No one, including Ledecky, had posted such a fast time in the 800 free at this point in the calendar. Her 8:12.81 was less than a quarter-second off her gold medal-winning time in Tokyo (8:12.57) on July 31 and more than four seconds faster than where she was at this point on the calendar a year ago (an 8:16.90 at the Stanford Invitational).

“I came into the meet not wanting to focus too much on time, but with the way I’ve been training, I felt I had a couple of good times in me,” Ledecky said in a telephone interview Wednesday night. “It’s a good time. I felt like that was pretty indicative of how training’s been going. But more than the time, I just felt good in the water and felt like I swam a good race.”

Ledecky’s move to Gainesville in late September came less than two months after a four-medal performance in Tokyo that was dazzling by every measure except her own historic standards. Though she won gold medals in the 800 and 1,500 freestyles — the sixth and seventh gold of her Olympic career — she was outtouched for gold by Australian rival Ariarne Titmus in the 400 and failed to make the podium in the 200, a race in which she had won gold in Rio de Janeiro in 2016.

At the time of the move, Ledecky pointed to geography — Gainesville is closer than Palo Alto, Calif., to her family’s home in Bethesda, Md. — and the “opportunity for growth” inherent in any major change as the reasons behind it.

On Wednesday night, Ledecky said little about the technical tweaks to her stroke since she joined Nesty, saying, “I think over the last two months I’ve gotten rid of some bad habits that I formed over the past couple of years — just some small things, like how I’m kicking off the walls, and my stroke just getting a little more efficient.”

The bigger change for Ledecky in the pool is training on a daily basis against a deep and talented group of male distance swimmers led by Bobby Finke, who matched Ledecky with gold medals in the 800 and 1,500 in Tokyo. (Finke, 22, won the men’s 800 in Greensboro on Wednesday night in 7:54.07.) On any given day at practice, Ledecky might line up in the lane next to Finke or Kieran Smith, bronze medalist in Tokyo in the 400 free, and try to match the men lap for lap.
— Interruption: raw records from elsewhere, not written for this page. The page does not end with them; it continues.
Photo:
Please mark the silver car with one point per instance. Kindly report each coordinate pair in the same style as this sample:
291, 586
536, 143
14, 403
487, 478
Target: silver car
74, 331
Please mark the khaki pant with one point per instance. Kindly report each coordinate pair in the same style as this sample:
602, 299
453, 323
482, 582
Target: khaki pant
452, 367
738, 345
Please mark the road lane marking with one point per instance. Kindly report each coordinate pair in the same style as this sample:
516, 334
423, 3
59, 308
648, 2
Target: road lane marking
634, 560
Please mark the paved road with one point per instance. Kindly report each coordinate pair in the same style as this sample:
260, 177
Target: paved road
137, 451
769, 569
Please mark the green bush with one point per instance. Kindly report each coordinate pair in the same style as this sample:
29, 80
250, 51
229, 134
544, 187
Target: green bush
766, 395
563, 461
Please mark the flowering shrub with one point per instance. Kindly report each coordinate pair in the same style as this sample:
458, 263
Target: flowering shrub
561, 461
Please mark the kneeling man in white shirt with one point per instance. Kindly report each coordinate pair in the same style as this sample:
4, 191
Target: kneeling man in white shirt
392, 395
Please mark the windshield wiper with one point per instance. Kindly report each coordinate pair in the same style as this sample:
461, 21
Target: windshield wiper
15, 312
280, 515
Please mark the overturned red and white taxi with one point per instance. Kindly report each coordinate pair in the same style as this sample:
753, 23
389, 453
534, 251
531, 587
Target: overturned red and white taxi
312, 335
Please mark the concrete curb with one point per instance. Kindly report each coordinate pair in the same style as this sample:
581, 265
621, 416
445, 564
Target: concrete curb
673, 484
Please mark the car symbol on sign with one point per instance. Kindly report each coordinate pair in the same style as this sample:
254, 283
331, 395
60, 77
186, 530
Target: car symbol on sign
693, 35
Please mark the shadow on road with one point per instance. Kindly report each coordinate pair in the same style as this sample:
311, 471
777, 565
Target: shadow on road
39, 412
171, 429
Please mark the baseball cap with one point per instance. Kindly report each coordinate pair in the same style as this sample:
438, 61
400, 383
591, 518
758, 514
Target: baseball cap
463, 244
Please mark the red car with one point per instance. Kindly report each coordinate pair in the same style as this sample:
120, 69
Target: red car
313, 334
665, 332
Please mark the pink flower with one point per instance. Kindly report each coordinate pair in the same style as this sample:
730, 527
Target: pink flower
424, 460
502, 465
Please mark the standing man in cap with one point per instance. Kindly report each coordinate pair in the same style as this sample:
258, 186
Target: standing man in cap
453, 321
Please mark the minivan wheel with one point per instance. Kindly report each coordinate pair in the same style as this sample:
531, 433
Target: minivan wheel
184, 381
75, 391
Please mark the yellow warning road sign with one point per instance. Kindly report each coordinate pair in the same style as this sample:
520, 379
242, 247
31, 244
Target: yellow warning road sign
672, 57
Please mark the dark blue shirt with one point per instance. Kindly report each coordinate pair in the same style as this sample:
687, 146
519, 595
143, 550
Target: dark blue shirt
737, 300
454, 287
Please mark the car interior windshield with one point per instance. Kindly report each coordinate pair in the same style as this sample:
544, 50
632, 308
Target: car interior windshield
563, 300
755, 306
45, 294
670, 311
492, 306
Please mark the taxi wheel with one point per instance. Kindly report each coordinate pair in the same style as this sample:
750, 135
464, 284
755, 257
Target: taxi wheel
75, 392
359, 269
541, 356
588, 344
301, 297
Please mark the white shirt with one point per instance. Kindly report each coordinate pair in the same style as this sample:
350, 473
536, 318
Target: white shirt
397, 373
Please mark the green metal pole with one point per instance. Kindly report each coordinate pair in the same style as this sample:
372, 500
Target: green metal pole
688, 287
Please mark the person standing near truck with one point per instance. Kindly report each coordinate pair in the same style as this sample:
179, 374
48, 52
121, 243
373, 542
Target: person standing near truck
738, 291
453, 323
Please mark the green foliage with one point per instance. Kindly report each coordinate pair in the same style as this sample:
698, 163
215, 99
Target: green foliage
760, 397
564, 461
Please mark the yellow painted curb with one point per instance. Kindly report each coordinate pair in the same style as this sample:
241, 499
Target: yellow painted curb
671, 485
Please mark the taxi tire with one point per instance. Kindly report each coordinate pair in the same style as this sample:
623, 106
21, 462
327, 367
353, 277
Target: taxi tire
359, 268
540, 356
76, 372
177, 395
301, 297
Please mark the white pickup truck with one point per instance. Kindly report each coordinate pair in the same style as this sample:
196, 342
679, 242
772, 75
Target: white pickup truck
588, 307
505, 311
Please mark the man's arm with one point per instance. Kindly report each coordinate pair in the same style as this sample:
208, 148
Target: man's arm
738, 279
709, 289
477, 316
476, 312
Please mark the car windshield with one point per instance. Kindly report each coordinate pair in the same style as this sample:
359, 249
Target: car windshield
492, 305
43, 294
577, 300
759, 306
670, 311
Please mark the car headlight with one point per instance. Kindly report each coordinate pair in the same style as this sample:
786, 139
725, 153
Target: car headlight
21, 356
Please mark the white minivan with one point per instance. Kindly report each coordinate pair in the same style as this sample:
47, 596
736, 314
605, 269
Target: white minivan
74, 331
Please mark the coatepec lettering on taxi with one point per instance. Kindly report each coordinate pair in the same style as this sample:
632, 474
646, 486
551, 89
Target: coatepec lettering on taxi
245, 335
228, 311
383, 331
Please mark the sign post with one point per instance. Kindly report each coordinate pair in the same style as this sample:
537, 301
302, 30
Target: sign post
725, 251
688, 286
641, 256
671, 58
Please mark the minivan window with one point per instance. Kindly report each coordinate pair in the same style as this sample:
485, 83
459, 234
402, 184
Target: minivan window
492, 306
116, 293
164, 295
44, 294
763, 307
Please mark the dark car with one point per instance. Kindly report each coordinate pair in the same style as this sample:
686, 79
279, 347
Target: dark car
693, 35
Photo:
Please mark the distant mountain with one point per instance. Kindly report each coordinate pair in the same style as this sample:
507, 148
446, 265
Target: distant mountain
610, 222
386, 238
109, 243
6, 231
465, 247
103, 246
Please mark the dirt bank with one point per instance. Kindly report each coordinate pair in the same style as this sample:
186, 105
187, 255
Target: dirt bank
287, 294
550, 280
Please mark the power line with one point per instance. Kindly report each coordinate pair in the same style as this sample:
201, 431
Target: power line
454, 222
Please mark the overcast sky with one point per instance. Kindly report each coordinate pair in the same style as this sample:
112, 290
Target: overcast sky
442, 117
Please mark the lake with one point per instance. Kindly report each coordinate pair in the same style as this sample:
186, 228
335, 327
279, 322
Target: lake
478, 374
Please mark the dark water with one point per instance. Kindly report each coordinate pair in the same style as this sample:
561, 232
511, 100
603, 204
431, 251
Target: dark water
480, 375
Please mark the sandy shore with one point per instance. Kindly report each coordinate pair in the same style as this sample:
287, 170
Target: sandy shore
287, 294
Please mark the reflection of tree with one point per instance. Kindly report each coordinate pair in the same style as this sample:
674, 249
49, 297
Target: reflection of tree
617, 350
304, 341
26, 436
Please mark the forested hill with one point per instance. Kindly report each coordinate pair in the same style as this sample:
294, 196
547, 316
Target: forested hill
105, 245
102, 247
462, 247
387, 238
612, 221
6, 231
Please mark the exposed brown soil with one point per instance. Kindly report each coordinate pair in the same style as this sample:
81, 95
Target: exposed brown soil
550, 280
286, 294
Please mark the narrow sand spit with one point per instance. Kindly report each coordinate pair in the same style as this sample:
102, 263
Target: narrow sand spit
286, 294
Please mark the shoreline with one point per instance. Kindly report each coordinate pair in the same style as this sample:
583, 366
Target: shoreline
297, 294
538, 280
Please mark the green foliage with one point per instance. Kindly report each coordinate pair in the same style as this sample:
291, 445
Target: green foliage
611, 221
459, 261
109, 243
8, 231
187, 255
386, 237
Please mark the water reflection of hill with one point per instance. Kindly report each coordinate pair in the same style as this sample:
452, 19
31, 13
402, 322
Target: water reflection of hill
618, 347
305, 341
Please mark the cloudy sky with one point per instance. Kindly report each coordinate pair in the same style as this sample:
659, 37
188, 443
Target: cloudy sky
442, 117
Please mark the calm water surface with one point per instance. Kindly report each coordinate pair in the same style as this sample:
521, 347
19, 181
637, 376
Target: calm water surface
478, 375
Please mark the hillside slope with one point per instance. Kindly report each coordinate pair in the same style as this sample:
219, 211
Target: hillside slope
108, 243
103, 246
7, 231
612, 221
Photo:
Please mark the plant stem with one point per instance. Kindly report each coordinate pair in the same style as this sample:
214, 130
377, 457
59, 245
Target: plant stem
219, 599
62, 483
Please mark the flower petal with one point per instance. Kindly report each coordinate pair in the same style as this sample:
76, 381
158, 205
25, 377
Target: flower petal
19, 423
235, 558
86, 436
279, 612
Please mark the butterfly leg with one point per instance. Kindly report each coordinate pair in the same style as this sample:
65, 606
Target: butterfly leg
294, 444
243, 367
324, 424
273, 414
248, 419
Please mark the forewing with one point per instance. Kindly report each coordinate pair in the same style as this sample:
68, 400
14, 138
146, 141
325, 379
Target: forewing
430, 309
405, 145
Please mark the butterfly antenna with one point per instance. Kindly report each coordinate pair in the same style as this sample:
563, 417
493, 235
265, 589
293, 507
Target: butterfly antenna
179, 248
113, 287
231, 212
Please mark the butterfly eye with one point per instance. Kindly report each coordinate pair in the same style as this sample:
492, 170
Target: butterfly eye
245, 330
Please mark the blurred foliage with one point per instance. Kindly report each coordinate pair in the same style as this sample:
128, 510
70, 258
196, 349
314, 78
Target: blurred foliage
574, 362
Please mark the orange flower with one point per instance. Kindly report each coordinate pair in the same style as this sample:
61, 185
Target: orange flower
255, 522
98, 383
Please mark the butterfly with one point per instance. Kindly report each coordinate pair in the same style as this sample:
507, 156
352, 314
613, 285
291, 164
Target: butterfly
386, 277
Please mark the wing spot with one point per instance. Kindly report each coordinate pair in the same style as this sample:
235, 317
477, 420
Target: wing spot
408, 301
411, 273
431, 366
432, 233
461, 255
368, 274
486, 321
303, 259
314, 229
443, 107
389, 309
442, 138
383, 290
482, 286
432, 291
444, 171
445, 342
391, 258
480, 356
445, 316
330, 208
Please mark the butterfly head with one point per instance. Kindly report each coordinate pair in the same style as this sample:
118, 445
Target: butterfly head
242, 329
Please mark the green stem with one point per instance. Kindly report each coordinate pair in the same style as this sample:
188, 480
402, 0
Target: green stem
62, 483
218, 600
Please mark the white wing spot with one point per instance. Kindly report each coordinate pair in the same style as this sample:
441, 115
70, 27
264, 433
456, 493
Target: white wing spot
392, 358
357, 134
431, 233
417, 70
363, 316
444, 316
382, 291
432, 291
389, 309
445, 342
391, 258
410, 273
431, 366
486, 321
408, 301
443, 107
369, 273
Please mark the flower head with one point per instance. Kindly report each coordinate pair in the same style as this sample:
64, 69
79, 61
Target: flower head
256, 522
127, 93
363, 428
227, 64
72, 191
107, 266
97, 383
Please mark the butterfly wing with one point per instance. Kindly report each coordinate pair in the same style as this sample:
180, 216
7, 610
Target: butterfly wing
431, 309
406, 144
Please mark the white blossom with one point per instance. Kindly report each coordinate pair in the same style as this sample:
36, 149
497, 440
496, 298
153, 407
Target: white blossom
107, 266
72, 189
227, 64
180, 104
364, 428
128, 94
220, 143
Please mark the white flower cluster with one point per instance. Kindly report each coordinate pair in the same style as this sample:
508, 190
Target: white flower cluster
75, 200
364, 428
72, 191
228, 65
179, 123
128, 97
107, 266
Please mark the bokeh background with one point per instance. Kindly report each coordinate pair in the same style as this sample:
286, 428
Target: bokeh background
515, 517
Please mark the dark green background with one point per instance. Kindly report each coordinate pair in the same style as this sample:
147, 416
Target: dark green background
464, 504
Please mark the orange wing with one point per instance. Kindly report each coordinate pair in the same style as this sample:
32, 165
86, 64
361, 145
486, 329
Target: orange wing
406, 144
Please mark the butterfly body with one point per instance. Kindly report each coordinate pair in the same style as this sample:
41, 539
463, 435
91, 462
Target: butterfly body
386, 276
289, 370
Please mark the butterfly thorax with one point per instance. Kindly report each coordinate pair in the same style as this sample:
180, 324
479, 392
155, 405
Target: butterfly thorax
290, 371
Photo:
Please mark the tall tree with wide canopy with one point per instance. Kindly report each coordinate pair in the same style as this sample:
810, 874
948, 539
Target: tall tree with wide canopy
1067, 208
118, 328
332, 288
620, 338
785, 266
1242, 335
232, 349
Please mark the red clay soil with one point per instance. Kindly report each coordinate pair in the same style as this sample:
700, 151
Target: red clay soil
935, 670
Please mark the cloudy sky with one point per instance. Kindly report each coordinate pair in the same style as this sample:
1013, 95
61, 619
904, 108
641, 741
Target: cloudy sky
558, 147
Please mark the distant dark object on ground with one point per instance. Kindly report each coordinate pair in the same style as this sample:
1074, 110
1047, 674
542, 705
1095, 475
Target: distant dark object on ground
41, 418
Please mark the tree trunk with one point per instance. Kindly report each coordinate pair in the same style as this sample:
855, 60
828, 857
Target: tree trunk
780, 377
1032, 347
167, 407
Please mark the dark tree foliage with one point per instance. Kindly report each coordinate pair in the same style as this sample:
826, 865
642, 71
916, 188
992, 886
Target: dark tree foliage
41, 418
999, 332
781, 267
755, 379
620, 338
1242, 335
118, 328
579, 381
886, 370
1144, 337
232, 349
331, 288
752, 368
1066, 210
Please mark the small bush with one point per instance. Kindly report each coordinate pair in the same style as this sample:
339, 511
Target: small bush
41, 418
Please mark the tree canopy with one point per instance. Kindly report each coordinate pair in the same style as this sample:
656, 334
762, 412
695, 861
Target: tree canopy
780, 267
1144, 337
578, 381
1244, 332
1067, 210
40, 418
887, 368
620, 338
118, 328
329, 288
“I don’t always have to be watching the clock during practice” for feedback, she said. “I just try to race the people next to me. We push each other to go faster, and it creates a really great environment.”

Still to come this week for Ledecky in Greensboro: the 400, 200 and 1,500 free — her typical program. She and Nesty have yet to map out a specific schedule for the first part of 2022, but the aim will be to peak for the U.S. trials in April in Greensboro and world championships in May in Fukuoka, Japan, where she will be seeking to add to her career haul of 18 medals (15 golds). Beyond that, in the distance, is the Paris 2024 Olympics.

Wednesday night’s 800 free was just one swim, but in posting a summer-caliber time in the deep of autumn, Ledecky served notice that, at least when it comes to the longest distances, she’s still on top of the sport until proved otherwise.